Il aura suffi de plusieurs rencontres et d’une marraine fée incarnée en metteuse en scène, Sandra Racco, pour faire exister ce projet. Sur scène, il nous racontera l’histoire de sa vie. Plus particulièrement, sa traversée. Parti sans rien sauf l’espoir de lendemains meilleurs, il connaitra les réseaux de passeurs, l’esclavage, l’enfer de la Lybie, l’angoisse d’une Méditerranée déchainée, les centres fermés et la rue. Que dire de cela ? Si ce n’est compatir, serrer les dents et tenter le plus possible d’être à l’écoute de ce qu’il a décidé de nous délivrer.
Y a-t-il un terme plus fort que résilience ?
Chaque jour, Fran Kourouma et Sandra Racco tiennent un bord de scène à la fin du spectacle afin de proposer un moment d’échanges. On vous avoue qu’il est bien nécessaire après la charge émotionnelle reçue quelques minutes plus tôt.
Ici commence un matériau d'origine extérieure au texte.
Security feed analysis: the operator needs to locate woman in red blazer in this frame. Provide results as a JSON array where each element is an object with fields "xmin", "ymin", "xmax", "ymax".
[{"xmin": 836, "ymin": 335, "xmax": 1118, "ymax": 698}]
Tout d’abord, bien évidemment, la première question qui survient c’est : « Comment allez-vous aujourd’hui ? ». On cherche un Happy End, refusant naïvement qu’un tel récit puisse en plus mal finir. Alors que statistiquement parlant, la proportion des fins heureuses dans des cas comme nous venons d’entendre le témoignage est minime. Il faut avoir survécu à tout, au point où on pourrait presque parler de miracles.
A l’issue de ce moment passé en leur compagnie, nous nous interrogeons tout de même sur la force que Fran Kourouma doit déployer pour monter sur scène et nous faire le récit de ces horreurs. Lui, qui a vu des choses que des yeux doivent avoir peine à oublier. Nous parlons de cadavres d’amis, de séances de tortures, de viols innommables. Sans compter la peur qu’il nous relate, celle d’une mort qui peut subvenir à tout moment. Les coups reçus, les passages à tabac qui le laissent pour mort au sol. Des mots atroces qui sont des souvenirs. Et la première chose que l’on se demande c’est : « Comment fait-il pour être débout, pour en parler, pour être là en face de nous avec un projecteur dirigé sur lui ? » A cela, il nous répondra : « Moi ça me fait du bien d’être avec vous ici, de parler. Quand je sors d’ici, je dors très bien après ».
Y a-t-il un mot plus fort que résilience ? Plus vaste que courage ? Plus grande que respect ?
Cette parole qu’il libère chaque jour sur scène voit partir avec elles des dizaines de fantômes qui furent jadis des amis, des compagnons d’infortune, des yeux à peine croisés. Au-delà de la notion d’Art, de théâtre, nous parlons tout simplement d’Humanisme et de Fraternité. De l’urgence de la solidarité et de l’importance d’ouvrir les yeux.
Notre soleil est une pièce importante et nécessaire. Elle dépasse le cadre du loisir, de l’envie, elle est d’utilité publique. Son importance et sa pertinence dépasse de loin les murs d’un théâtre et nous espérons qu’elle rencontrera le succès qu’elle mérite et continuera encore sa route pendant plusieurs années.